Autumn Visits
- Author: Sergey Lukyanenko
- Original title: Осенние Визиты (or Osennie Vizity)
- Language: Russian
- Genre: Science fiction
- Publisher: E-Book
- Publication date: 1995–1996 serial (1997 as book)
- Publication place: Kazakhstan
- Media type: Print (Paperback)
- ISBN: 5-15-000833-8
- OCLC: 39625727

= Autumn Visits =

1997 novel by Sergej Loekjanenko

Autumn Visits is a science fiction novel by Russian writer Sergey Lukyanenko, published in 1997 in book form. It is a novel written in a very unusual style for the author—shifting perspective of narrative.

==Plot introduction==
In a poor, downtrodden Russia, a vector of future development of the world is being decided. Six Forces send their champions—Envoys, copies of real people, typical of their kind; they are almost the same as their prototypes. An Envoy can do only what that prototype can, but unlike them, envoys believe in their own forces, and thus can change the world. The Envoys have a main directive—to survive. The last surviving Envoy is deemed to be the most fit for the world, and guides it in the future.

==Plot summary==
Six forces: Love, Growth, Knowledge, Power, Strength, and Art.

===Kindness===
This world (actually, the whole action takes place in Russia and Ukraine) lacks love; but the love this Envoy would bring the Kindness of fervent religion - leading to witch hunts and crusades. The Original for this Envoy is a female doctor, who has seen the consequences of love, kindness and compassion neglected in her patients dying without access to medicines and treatments. She believes her Envoy to be God, or a divine messenger, but appears rather blind to her other aspects.

===Knowledge===
The force of Knowledge would create a better, more reasonable world, but is hampered by physical fraility, and always ends up subjugated by power.

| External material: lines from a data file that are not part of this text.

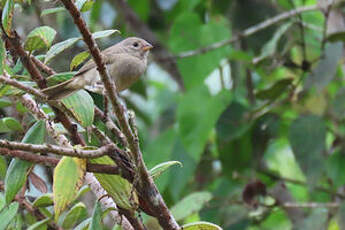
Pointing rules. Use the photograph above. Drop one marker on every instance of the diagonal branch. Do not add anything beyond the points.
(254, 29)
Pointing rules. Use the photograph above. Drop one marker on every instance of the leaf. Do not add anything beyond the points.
(191, 204)
(202, 225)
(189, 33)
(7, 214)
(40, 225)
(193, 128)
(7, 15)
(4, 103)
(96, 220)
(117, 187)
(82, 106)
(40, 38)
(59, 77)
(44, 200)
(326, 68)
(17, 171)
(52, 11)
(77, 213)
(12, 124)
(59, 47)
(78, 59)
(68, 175)
(277, 89)
(104, 33)
(307, 138)
(156, 171)
(2, 56)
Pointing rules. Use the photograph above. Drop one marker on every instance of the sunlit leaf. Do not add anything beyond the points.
(40, 38)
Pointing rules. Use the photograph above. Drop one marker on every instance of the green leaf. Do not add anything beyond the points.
(52, 11)
(12, 124)
(67, 180)
(59, 77)
(191, 204)
(78, 59)
(40, 225)
(277, 89)
(117, 187)
(202, 225)
(4, 103)
(82, 106)
(17, 171)
(156, 171)
(7, 15)
(96, 221)
(7, 214)
(77, 213)
(40, 38)
(59, 47)
(44, 200)
(2, 56)
(193, 128)
(307, 138)
(104, 33)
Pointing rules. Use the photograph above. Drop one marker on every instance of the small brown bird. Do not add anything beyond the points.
(126, 62)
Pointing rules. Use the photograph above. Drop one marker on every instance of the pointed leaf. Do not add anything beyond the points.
(78, 59)
(160, 168)
(40, 38)
(68, 176)
(202, 225)
(104, 33)
(7, 15)
(7, 214)
(77, 213)
(82, 106)
(52, 11)
(191, 204)
(59, 47)
(96, 221)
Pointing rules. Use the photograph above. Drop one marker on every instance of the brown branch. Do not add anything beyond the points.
(146, 188)
(254, 29)
(59, 150)
(161, 55)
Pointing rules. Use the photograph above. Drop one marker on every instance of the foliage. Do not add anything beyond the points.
(258, 127)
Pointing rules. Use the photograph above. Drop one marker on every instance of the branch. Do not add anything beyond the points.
(72, 152)
(160, 53)
(146, 187)
(254, 29)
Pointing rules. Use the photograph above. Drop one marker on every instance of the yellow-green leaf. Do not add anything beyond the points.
(78, 59)
(68, 176)
(82, 106)
(117, 187)
(202, 225)
(7, 15)
(40, 38)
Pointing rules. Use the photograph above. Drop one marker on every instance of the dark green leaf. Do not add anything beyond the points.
(82, 106)
(7, 214)
(59, 47)
(52, 11)
(40, 38)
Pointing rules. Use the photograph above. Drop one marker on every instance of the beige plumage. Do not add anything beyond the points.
(126, 62)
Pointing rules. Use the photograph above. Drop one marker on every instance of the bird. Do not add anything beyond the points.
(126, 61)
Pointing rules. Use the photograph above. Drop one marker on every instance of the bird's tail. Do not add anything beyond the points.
(64, 89)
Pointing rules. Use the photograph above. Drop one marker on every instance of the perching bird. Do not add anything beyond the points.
(126, 62)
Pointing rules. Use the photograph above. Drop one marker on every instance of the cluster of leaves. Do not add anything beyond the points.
(266, 111)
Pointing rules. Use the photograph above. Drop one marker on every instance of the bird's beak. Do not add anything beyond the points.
(147, 47)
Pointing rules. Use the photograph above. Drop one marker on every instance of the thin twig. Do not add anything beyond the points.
(252, 30)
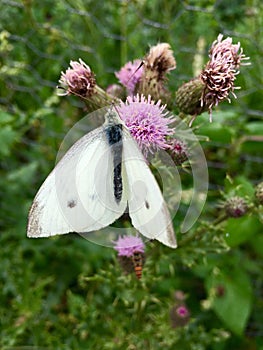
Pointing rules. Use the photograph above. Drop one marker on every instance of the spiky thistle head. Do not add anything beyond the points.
(216, 81)
(79, 80)
(147, 121)
(157, 63)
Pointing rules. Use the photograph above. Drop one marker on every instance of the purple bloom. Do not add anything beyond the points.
(78, 80)
(182, 311)
(220, 72)
(129, 76)
(127, 246)
(147, 122)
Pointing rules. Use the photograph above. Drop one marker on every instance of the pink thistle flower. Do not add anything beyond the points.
(129, 76)
(78, 80)
(147, 122)
(127, 246)
(220, 72)
(182, 311)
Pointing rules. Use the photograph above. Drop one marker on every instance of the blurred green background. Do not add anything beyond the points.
(67, 293)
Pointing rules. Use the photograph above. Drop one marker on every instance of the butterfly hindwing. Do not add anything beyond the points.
(147, 208)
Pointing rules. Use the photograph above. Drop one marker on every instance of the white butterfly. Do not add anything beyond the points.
(92, 185)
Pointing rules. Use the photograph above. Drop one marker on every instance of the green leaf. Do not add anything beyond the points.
(230, 295)
(240, 230)
(7, 138)
(239, 186)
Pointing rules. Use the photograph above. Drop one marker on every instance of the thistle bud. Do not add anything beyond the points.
(157, 64)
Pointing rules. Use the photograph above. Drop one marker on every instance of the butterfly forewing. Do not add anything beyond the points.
(78, 194)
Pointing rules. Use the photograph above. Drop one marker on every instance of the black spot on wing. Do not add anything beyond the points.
(114, 138)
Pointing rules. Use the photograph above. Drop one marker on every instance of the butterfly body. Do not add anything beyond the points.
(92, 185)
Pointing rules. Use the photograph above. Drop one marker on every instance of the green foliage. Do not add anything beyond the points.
(67, 293)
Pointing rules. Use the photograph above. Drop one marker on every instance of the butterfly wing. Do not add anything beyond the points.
(78, 194)
(147, 208)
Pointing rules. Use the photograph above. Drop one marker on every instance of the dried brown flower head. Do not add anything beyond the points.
(157, 63)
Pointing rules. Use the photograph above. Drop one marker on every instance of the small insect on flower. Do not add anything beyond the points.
(138, 261)
(130, 254)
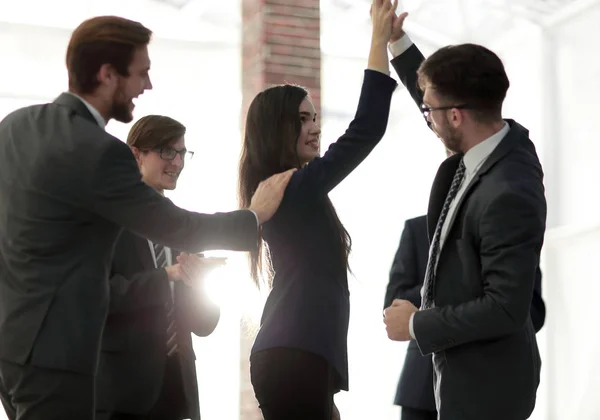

The Envoy of knowledge would change that, but his Original is an old scientist suffering from terminal cancer, who is intelligent and wise, but physically impotent. Knowledge remembers his past incarnations with clarity, unlike the other Envoys and can extrapolate the actions of the others much better.

===Art===
The force of Art is rarely able to take action, hampered by its own imagination of the consequences. When it does, however, the actions are impassioned, and the result is rarely savoury, like the actions of a certain painter Schicklgruber. Art is represented by a 'hack' writer, cranking out several fantasy and sci-fi novels a year for money. The novel implies that some of Lukyanenko's other books are actually written by the Original of this Envoy. Specifically, he makes numerous references to having written The Boy and the Darkness.

===Strength===
Strength is the force that guarantees peace and security. A country with a strong army, without crime; a place to which warriors can proudly come home. Strength's Envoy is a copy of an Army Colonel who fought in Afghanistan. He is Ukrainian, and is in the Ukrainian army, but seems to regard the countries as close kin, almost as one. This Envoy and his Original do not see eye to eye on their vision of the future, because the Original has lost faith in his cause, while the copy retains his belief.

===Power===
Power represents a strong state, claiming people's loyalty, guiding their lives, and focusing their strength on a single purpose, but also punishing individual action, turning people into a herd being driven by a stern and beloved shepherd. This force is represented by an ambitious and corrupt politician, seeking to ascend to presidency. The Envoy murders and supplants his Original as soon as he arrives, because "power can't be shared". The novel implies that the current state of the world is in part the result of Power winning the last contest; Joseph Stalin and Napoleon Bonaparte are both implied to have been an Envoys of Power.

===Growth===
The forth of Growth represents progress and development, potential limited only by motivation. Unfortunately, Growth lacks direction, and has potential for both good and evil. Growth is, appropriately, represented by a teenager—a somewhat dour and cynical boy, who is implied to have lost his faith in the world. This Envoy and his Original begin to grow apart as the novel progresses, diverging, and even spending a lot of time away from each other, unlike most other Envoy/Original pairs. Unlike the other Envoys, Growth does not remember his past incarnations, as experience would defeat the purpose of growing.

===Darkness===
Although not mentioned as part of the six Forces, Darkness intervenes in the contest. Darkness is presented as ultimate freedom, even from the consequences of one's own actions. Darkness doesn't have an Envoy, but it still has a champion—a determined and driven professional hitman, whom Darkness empowers and directs to kill all the Envoys and their Originals.

===Light===
Although not part of this contest, the force of Light has intervened in past contests, and has won at least one. Jesus Christ is implied to have been a champion of Light. His death was a short-term loss but a long-term victory.